Equation (14) can be used to predict resonance frequency of known MUTs with permittivity ranges from 1 to 10. To check validity of Equation (14), various MUTs are placed on the sensor and resonance frequencies are extracted through Electromagnetic (EM) simulation. In Figure 13, the solid line shows the resonance frequencies extracted from Equation (14) and dash line shows the resonance frequencies extracted through simulation. It is clear that Equation (14) is fairly reliable for the prediction of resonance frequency of the sensor due to the interaction with MUTs of permittivity ranges up to 10. To calculate the relative permittivity of unknown MUT, the transcendental equation can be expressed as:

$${\epsilon }_r^{\prime }=\frac{0.08297-\sqrt{0.00688-0.0042\left(2.29-f_{r,MUT}\right)}}{0.0021}+1$$

(15)

Equation (15) can be used to calculate relative permittivity of unknown MUTs. In order to check the validity of Equation (15), measured resonance frequencies are used to calculate the relative permittivity of different MUTs and are tabulated in

Table 4. Relative permittivity evaluation using measured result.

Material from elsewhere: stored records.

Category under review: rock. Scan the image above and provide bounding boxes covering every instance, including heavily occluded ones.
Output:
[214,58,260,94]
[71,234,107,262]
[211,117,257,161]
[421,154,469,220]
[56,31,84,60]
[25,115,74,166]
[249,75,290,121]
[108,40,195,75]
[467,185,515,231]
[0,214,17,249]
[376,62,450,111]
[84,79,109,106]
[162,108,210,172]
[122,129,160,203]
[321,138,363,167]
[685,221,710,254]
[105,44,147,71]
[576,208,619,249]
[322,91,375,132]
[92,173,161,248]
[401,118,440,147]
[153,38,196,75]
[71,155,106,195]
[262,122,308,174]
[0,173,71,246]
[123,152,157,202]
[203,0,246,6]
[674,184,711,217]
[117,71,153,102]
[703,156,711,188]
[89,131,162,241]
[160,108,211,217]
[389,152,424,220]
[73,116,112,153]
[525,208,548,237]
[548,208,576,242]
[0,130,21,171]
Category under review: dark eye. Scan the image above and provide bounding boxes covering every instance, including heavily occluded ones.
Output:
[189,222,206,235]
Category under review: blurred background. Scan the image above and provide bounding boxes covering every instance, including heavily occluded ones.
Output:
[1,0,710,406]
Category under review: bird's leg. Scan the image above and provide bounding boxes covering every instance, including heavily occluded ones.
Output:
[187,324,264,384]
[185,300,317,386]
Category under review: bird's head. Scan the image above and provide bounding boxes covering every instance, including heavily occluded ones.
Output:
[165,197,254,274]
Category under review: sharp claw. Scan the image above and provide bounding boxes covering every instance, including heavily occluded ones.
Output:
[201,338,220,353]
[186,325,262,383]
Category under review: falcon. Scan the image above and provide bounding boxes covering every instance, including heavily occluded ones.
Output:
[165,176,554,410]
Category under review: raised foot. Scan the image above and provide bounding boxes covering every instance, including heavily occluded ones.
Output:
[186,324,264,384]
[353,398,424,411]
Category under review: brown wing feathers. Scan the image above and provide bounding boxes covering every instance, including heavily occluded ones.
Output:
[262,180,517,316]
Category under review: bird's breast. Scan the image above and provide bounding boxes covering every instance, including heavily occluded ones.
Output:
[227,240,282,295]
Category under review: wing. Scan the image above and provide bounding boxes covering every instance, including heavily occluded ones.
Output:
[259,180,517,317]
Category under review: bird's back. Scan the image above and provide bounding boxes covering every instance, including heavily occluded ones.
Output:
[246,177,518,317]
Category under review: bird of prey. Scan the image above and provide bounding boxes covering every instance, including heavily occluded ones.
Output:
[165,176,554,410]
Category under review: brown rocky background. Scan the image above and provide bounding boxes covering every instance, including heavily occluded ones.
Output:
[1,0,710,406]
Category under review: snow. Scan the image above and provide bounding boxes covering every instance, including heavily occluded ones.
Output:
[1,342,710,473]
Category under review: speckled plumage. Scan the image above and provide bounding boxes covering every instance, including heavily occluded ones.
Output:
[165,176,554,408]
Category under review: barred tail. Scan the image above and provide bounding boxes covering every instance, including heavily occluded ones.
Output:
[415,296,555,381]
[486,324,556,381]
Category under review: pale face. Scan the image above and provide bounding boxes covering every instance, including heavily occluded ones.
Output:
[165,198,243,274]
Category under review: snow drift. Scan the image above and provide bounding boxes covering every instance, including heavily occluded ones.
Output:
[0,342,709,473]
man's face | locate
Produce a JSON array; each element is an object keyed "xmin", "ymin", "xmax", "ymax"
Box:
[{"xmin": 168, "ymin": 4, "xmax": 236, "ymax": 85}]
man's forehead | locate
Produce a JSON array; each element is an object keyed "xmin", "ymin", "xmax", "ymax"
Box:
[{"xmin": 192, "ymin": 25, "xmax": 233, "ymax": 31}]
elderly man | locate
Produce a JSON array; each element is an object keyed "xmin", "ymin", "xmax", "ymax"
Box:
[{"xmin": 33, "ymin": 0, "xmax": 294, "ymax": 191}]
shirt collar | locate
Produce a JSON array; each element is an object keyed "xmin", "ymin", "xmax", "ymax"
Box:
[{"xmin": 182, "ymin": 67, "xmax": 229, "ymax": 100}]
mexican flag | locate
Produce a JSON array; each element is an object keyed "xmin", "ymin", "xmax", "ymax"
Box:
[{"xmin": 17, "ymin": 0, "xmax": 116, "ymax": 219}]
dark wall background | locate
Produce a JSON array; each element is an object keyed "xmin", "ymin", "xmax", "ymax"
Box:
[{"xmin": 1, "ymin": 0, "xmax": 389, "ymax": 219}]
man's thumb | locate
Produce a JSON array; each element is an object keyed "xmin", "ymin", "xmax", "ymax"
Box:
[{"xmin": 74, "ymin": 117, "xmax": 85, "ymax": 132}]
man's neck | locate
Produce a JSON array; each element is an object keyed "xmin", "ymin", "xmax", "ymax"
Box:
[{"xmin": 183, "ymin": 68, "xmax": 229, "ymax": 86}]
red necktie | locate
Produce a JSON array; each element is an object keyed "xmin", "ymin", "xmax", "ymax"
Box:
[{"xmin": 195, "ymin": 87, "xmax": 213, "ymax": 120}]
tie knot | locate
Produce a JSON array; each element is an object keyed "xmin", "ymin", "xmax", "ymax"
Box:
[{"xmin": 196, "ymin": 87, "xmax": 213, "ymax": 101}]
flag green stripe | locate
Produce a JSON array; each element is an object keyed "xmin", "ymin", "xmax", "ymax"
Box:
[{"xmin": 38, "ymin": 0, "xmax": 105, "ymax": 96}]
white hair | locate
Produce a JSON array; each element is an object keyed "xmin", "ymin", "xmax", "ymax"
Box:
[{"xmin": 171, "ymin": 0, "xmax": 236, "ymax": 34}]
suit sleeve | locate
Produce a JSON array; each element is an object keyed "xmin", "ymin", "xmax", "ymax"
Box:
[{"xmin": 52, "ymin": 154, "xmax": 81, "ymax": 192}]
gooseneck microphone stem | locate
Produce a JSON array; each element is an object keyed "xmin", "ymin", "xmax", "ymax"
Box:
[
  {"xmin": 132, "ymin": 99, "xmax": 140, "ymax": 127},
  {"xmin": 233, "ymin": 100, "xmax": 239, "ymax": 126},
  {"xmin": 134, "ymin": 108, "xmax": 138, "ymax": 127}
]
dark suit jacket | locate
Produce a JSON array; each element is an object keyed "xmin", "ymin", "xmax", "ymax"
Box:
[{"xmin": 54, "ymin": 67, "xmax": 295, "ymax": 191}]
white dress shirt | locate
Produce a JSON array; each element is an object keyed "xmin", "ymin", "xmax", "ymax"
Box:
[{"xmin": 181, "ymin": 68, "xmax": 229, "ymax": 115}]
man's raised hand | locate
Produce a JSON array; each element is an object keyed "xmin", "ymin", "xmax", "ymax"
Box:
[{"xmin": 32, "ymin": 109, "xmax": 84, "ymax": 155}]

Material Under Test (MUT)	Relative Permittivity (εr’)	Equation (15) Calculation or εr’
Air	1	1.01
Teflon	2.1	2.11
Quartz Glass	3.78	3.88
FR4 Epoxy	4.4	4.41
Silicon Nitrate	7	7.15

. It is clear that the relative permittivity values obtained from Equation (15) are very close to the actual values.

6. Conclusions

A complementary metamaterial sensor based on the microstrip transmission line and complementary circular spiral resonator (CCSR) was designed numerically and verified experimentally for nondestructive evaluation of dielectric substrates. Constitutive parameters for the proposed sensor were calculated using ANSYS electronics desktop. A sharp transmission curve was achieved using four CCSR structures in the ground plane. Sensitivity analysis was performed using permittivity perturbation of material under test (MUT). The shift in the resonance frequency of the sensor due to interaction with MUT is presented as a function of permittivity of MUT. The transcendental equation was derived for the sensor to predict the resonance frequency of dielectric materials. Simulated, measured, and formulated results are very close to each other within permittivity range from 1 to 10. The proposed design is very compact and fabrication is easy and inexpensive. Although the main emphasis of this work is for the evaluation of dielectric substrates, in the future the design will be improved for biosensing and security applications.